Page 39 - Risale-i Nur - Tarihçe-i Hayat
P. 39
İLK HAYATI 41
- Benim Cezirede çok Âlimlerim var; eğer hepsini ilzam edebilirsen
senin dediğini yaparım, eğer ilzam edemezsen seni Fırat Nehrine atarım.
Molla Said:
- Bütün Ulemayı ilzam etmek benim haddim olmadığı gibi, beni de
nehre atmak senin haddin değildir. Fakat Ulemaya cevab verince sizden
birşey isterim ki, o da mavzer tüfeğidir. Şayet sözünde durmazsan, seni
onunla öldüreceğim, der.
Bu muhavereden sonra Paşa ile birlikte atlarla Cezîreye giderler.

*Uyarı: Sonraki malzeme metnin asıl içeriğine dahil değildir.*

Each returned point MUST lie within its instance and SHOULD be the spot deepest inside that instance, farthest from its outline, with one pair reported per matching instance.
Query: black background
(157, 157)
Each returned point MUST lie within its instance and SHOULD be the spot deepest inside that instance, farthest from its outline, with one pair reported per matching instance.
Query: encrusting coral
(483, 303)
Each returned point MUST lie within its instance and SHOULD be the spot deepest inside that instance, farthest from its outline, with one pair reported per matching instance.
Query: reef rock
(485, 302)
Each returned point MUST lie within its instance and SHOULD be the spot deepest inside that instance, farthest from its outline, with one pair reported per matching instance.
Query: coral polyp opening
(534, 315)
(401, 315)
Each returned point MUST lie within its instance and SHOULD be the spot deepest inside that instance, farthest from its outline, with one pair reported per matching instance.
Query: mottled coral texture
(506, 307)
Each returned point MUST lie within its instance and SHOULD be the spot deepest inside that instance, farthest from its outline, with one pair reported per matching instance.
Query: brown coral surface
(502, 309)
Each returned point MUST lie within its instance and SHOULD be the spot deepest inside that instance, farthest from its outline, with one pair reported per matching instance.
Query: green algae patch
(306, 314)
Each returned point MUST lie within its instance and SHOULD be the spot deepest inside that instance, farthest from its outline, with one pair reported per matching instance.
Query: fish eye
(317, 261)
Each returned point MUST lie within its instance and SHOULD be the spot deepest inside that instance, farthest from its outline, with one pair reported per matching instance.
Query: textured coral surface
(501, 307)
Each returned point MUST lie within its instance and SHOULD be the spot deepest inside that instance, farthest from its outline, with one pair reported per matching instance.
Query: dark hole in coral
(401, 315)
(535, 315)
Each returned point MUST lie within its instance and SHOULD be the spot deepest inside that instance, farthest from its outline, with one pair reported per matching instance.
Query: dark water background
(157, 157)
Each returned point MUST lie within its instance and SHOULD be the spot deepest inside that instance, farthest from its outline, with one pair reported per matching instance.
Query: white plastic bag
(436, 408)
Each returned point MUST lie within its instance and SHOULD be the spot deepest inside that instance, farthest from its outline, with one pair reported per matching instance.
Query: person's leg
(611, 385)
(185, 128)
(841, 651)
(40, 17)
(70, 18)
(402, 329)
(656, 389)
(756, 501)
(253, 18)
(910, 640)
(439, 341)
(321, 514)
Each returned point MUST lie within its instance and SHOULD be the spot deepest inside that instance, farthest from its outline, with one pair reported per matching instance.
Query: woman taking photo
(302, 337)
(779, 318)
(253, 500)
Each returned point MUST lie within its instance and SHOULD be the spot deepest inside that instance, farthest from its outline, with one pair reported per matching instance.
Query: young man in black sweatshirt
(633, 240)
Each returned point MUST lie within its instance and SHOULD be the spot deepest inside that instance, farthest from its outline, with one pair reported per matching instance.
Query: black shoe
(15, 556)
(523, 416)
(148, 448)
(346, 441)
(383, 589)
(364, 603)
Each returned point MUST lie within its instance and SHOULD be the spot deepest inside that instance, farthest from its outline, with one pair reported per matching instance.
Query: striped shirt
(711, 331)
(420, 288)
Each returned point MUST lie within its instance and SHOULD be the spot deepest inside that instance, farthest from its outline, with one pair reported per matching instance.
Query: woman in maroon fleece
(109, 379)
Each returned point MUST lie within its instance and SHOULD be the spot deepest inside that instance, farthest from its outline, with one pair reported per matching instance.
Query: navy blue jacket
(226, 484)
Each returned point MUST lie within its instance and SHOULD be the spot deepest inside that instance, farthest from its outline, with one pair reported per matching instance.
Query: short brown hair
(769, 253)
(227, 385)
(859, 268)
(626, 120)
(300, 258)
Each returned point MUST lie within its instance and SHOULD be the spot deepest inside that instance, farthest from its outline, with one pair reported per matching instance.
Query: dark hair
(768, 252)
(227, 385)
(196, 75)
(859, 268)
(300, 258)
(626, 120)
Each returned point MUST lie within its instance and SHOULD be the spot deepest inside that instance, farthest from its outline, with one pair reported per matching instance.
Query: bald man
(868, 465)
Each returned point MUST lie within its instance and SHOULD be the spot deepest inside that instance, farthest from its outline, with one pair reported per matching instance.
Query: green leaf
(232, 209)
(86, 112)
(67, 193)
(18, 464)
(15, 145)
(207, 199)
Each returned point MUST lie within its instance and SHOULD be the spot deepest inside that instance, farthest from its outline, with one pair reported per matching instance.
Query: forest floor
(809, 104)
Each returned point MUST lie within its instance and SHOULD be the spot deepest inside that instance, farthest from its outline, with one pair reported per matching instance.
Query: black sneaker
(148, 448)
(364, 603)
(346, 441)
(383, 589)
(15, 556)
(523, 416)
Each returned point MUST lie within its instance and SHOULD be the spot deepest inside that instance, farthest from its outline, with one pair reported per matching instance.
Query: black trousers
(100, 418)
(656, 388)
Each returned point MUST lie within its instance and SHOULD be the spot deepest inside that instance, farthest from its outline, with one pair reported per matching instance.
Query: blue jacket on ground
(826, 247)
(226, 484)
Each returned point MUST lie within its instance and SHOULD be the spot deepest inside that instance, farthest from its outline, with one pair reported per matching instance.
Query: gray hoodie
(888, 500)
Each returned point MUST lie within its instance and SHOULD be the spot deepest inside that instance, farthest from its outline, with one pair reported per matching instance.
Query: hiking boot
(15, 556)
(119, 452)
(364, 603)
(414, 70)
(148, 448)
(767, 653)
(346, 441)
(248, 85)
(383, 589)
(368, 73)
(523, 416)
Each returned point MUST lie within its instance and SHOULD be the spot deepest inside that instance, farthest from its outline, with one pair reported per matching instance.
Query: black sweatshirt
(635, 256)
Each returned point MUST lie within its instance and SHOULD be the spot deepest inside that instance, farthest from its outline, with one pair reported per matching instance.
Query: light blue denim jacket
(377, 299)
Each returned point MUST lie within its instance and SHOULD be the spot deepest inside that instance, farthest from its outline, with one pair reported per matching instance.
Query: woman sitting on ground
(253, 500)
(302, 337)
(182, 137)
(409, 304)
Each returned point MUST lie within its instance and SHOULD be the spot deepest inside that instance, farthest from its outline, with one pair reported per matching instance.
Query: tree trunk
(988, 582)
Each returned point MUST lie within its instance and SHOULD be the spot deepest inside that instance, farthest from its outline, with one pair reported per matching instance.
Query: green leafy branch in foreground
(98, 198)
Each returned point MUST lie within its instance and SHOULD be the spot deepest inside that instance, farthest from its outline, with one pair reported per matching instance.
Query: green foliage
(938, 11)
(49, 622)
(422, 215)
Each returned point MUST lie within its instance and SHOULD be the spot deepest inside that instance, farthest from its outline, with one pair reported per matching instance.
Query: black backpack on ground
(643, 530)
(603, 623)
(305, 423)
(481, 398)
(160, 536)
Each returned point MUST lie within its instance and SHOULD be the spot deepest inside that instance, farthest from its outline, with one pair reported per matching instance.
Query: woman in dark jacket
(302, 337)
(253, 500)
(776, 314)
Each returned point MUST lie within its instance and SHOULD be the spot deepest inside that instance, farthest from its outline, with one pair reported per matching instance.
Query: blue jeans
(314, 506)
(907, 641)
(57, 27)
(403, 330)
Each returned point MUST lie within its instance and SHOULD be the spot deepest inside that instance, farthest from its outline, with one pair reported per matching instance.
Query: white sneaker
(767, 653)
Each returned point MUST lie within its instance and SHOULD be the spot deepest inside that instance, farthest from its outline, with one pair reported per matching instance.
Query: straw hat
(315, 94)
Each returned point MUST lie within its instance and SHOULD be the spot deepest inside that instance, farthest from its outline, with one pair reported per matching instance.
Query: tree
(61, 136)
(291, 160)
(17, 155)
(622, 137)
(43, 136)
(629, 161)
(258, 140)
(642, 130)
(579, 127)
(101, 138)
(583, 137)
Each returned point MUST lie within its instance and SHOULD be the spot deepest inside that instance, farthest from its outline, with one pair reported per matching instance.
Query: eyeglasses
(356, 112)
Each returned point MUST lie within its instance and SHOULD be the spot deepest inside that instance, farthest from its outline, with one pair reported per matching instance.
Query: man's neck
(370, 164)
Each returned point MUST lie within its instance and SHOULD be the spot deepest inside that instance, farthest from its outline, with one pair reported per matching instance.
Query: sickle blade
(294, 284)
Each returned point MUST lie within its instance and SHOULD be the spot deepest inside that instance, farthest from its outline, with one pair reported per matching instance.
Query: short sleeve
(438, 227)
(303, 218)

Yolda, Paşa, kat'iyyen Molla Saidle konuşmaz. Bani Hanı dedikleri
mevkie gelince, yorgunluğundan Molla Said orada biraz yatar; uykudan
uyanır uyanmaz etrafında bütün Cezîre Âlimlerinin, Kitabları ellerinde
beklediklerini görür. Biraz görüştükten sonra çay ikram edilir. Cezîre
Âlimleri Molla Saidin şöhretini işittikleri için, mebhût ve hayran bir
vaziyette çaylarını bile unutarak Molla Saidin sualine intizar etmekte
idiler. Molla Said ise kendi çayını içtikten sonra dalgın dalgın karşısında
bulunan bir - iki Âlimin çayını da içer, onlar farkedemezler. Mustafa
Paşa, Hocalara hitaben:
- Ben okumuş değilim, fakat Molla Said ile mücadelenizde mağlûb
olacağınızı şimdi anlıyorum. Zira bakıyorum ki, siz düşünmekten
çaylarınızı unuttuğunuz halde, Molla Said kendi çayını içtikden başka iki
üç bardak da sizin çayınızı içti.
Bunun üzerine, biraz lâtife ettikten sonra Molla Said bu Âlimlere
karşı:
- Efendiler! Bendeniz vâdetmişim, hiç kimseye sual sormam,
binaenaleyh suallerinize muntazırım, der.
Bu Hocalar kırk kadar sual sorarlar. Umumuna cevab verdikten sonra
her nasılsa Molla Said bir sualin cevabını yanlış söylediği halde
karşısındakiler doğru telâkki ederek tasdik etmişlerdi. Meclis dağılınca
Molla Said hatırlar, hemen arkalarından koşarak:
- Affedersiniz, bir sualin cevabını yanlış söylediğim halde farkına
varmadınız, diyerek cevabını tashih eder.